A 19th-century medial illustration shows a male doctor inflating his patient like a water balloon.
The image that inspired Pitts to apply an art history and disability studies lens to pharmaceuticals

3. Why is this topic important now? 

In the early 19th century, the United States declared itself a “medical democracy,” granting its citizens the “freedom” to choose their own medical treatment—however horrid or hazardous. While most of the eclectic, electric, magnetic, and mesmeric cures have disappeared, the ideas that spread during this period still hold sway. These range from big concepts, such as binding health to individual responsibility, to odd quirks, such as why drugstores stock a little bit of everything.

When COVID-19 hit, these ideas jumped to the forefront of public discourse once more, in the form of vaccine hesitancy, healthcare disparities, the rise of deregulated supplements, and an increase in openly eugenic rhetoric. My project helps us see that these contemporary controversies are not surprising aberrations; they have deep roots in American culture and need to be addressed as such.

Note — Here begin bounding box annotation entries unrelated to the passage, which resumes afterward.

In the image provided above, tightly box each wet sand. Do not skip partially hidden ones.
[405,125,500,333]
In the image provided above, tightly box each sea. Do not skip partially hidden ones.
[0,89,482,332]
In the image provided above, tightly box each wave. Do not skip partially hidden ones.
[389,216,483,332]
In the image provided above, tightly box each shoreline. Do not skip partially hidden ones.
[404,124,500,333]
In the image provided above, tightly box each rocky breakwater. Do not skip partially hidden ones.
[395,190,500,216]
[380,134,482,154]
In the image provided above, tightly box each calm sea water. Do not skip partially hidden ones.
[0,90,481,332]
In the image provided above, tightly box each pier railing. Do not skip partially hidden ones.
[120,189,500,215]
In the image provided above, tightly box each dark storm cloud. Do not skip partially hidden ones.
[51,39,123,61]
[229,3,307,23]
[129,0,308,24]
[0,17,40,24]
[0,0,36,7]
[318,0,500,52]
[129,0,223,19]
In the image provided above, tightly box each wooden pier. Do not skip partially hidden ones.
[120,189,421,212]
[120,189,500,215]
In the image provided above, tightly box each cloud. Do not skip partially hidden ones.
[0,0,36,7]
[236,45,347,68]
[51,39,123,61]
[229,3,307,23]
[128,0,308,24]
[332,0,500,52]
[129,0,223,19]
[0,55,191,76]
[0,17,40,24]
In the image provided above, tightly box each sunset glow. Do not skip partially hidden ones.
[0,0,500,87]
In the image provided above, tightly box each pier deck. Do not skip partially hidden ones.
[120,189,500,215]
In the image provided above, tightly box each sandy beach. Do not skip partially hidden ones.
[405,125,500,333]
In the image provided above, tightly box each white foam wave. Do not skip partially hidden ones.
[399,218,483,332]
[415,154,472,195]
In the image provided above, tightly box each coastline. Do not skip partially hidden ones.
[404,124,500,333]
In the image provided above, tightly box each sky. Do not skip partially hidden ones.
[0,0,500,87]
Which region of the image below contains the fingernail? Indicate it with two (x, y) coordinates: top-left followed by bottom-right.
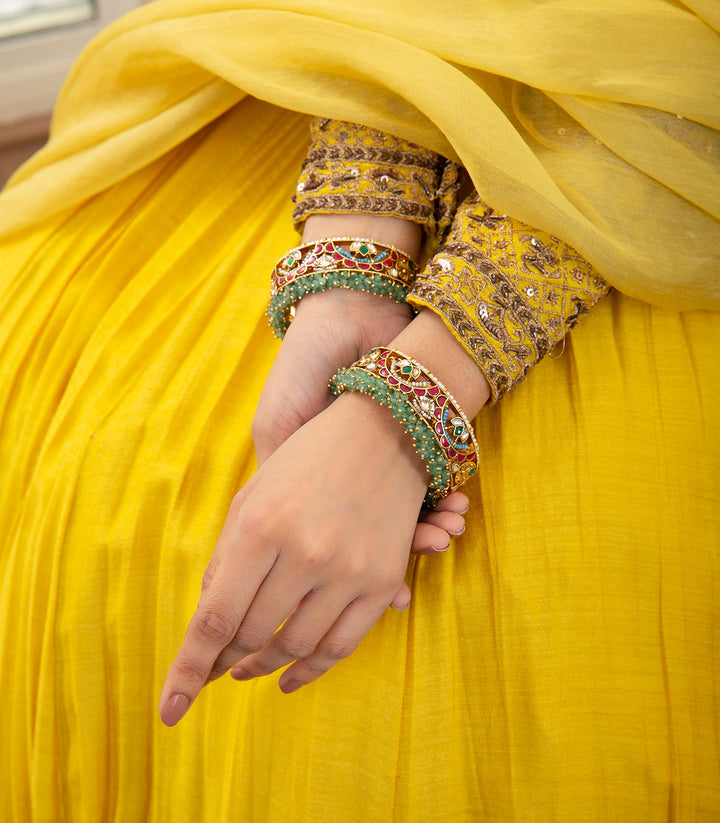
(230, 668), (255, 680)
(160, 694), (190, 726)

4. What does “disability activism in the arts” mean to you? 

Inclusion involves more than ramps and braille. It also requires that we shift our cultural narratives. We must push back on major misconceptions, such as the conflation of disability with inability. We also need to challenge the idea that these are special topics of interest to only a small number of people. 

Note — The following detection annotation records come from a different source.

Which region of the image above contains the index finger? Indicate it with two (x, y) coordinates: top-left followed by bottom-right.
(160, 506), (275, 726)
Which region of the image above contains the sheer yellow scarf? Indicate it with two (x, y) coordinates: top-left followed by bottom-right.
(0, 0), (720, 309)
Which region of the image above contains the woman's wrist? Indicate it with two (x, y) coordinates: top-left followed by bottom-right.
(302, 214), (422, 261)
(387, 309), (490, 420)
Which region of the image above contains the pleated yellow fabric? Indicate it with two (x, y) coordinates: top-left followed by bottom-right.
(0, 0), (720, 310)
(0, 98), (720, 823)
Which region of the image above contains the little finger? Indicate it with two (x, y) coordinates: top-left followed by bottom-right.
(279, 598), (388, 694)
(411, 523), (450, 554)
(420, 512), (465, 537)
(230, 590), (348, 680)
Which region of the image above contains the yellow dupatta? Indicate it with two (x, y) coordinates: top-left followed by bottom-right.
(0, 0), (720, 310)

My research shows how the arts shored up dominant narratives around health and ability, from medicine bottles fabricated in the shape of George Washington’s head to expansive landscapes filled with medicinal plants. If art has the power to cement these ideas, it also has the power to break them down. We see that in the work of artists including Erica Lord, Christine Sun Kim, Yayoi Kusama, and Shannon Finnegan, whose work chips away at the weak points within ableism’s structural logic.

5. Who has been a powerful influence on you and your work? 

The women of Cultural Access New England, especially Maria Cabrera and Hannah Goodwin, who were so generous with their time and connections as I started out in professional accessibility work. This is not the kind of work that you can do alone. My community is constantly expanding, bringing in artists, archivists, scholars, and activists, but those early conversations will always shape the way I think and work.